Принуждение к любви

Александр Звягинцев, 2019

Плутовка-судьба иногда принуждает нас к любви, но мы понимаем, что это принуждение не насилие, а благо. А иногда принуждение представляется нам полной и сладостной свободой… Валентин Ледников, в недавнем прошлом работник прокуратуры, неожиданно оказывается втянутым в темную интригу, которую плетут чрезвычайно влиятельные и не стесняющиеся в средствах люди. Эти люди пользуются покровительством сильных мира сего, причем не только в России, именно они стоят за кулисами «оранжевой революции» на Украине. Расследование, которым занялся Ледников, грозит обернуться катастрофическими последствиями. Но как отступить, если в интригу оказалась втянута женщина, которую он давно любит? Если его обвиняют в причастности к смерти друга? Если из мглы прошлого всплывают тени некогда всемогущих тайных орденов? Чем больше Ледников углубляется в опасное и непредсказуемое расследование, тем понятнее становится, что дело не только в корпоративных и политических интересах. Здесь столкнулись и смешались подлость и страх, любовь и ненависть, коварство и ревность…

Оглавление

Глава 6

Аффидевит[6]

— Слушай старшего и не перебивай. — Отец поднял палец и строго ткнул им в мою сторону.

Предупреждение было излишним. Такого перебьешь. Сегодня он, судя по всему, был в приподнятом настроении, а в таком состоянии он никому спуску не даст. Надо сказать, он не слишком одобрял мой нынешний способ зарабатывать на жизнь. Бегемота, конечно, лично не знал, но, судя по всему, прекрасно представлял себе публику, с которой мне приходится иметь дела. Можно подумать, работая следователем в прокуратуре или обозревателем в газете, я имел дело с иной публикой. Она, эта самая публика, теперь везде одна, другой в наших благословенных краях не водится.

— Итак, сначала общие впечатления. Текст, безусловно, заказной, но весьма качественный. Этот автор, А. Степаниди, способный человек. Там есть нерв, есть язык, есть серьезная тема…

— Он такой же Степаниди, как мы с тобой Тумбрукакисы, — не удержался и перебил его я. — И что же это за тема? Есть ли жизнь на Марсе?

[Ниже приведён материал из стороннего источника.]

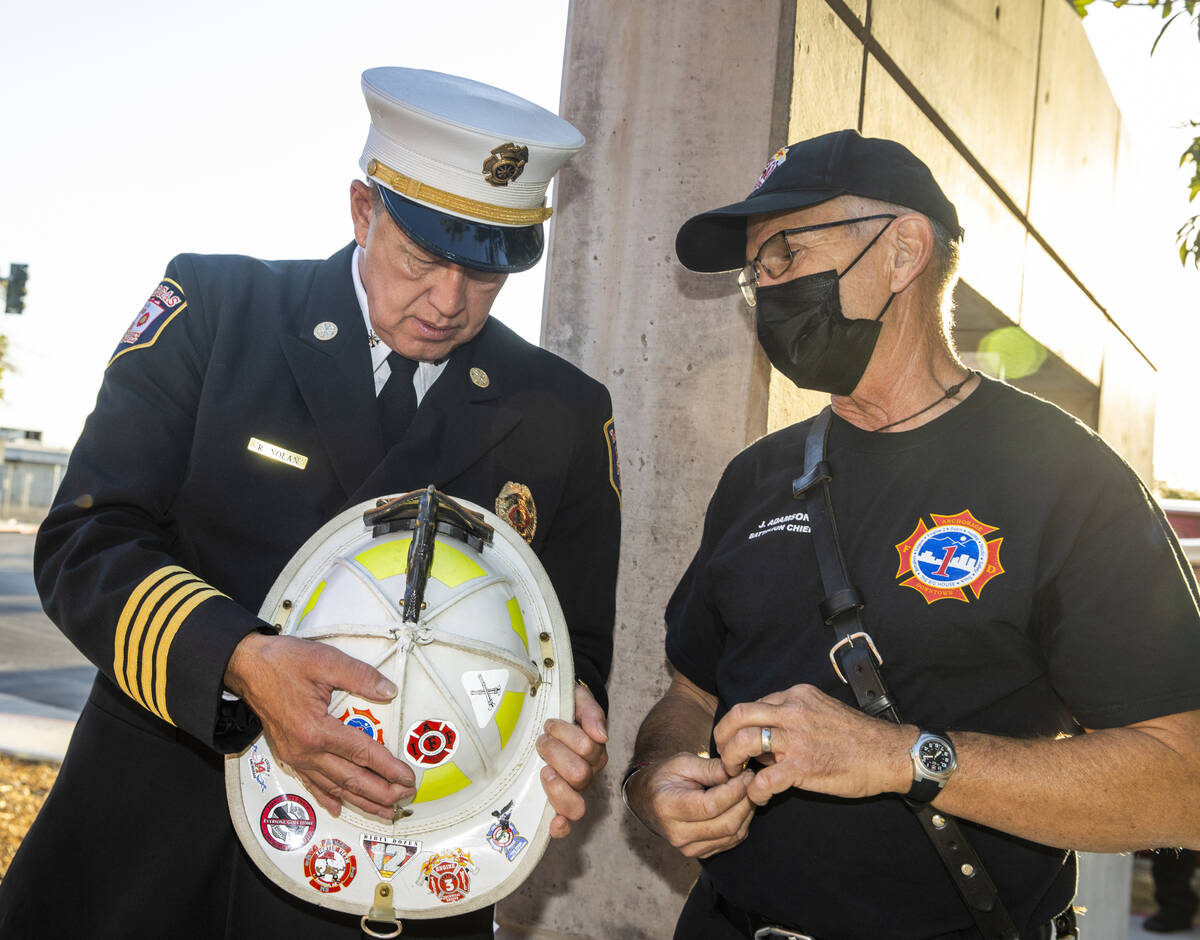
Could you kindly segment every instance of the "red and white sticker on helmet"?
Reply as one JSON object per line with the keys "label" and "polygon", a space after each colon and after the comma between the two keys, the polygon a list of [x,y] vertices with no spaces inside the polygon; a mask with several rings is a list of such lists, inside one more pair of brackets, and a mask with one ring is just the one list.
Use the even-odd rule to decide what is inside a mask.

— Тебе же сказали — не перебивай, — строго сказал отец и посмотрел на меня взглядом, от которого наверняка когда-то ежились и теряли гонор его подчиненные. — Что за тема? А вот я сейчас тебе зачитаю. «За годы наших «реформ» в стране сложился своеобразный чиновно-хозяйствующий слой людей, не способных на созидание, но способных пожертвовать, чем угодно. Страна для них ширма и одновременно полигон для удовлетворения собственных амбиций. Им ничего не жалко, потому что они и свидетели, и активные участники колоссальных жертв и глобальных разрушений. При них рушились страна и государство, они приносили в жертву науку и образование, их решениями обрекались на распад армия, целые отрасли промышленности, наука, образование, здравоохранение. Гигантские предприятия, институты, центры, созданные чудовищным напряжением сил и воли целых поколений наших предшественников, ценой немыслимых жертв, для них были только ненужным хламом, от которого надо избавиться. Они «реформировали», то есть разрушали. Они приватизировали, то есть раздавали за бесценок общенародное добро не самым достойным… Поэтому им уже нельзя отступать. Они должны быть победителями, ибо победителей не судят. Вот почему жертвы их не пугают. Ничего другого они уже не умеют».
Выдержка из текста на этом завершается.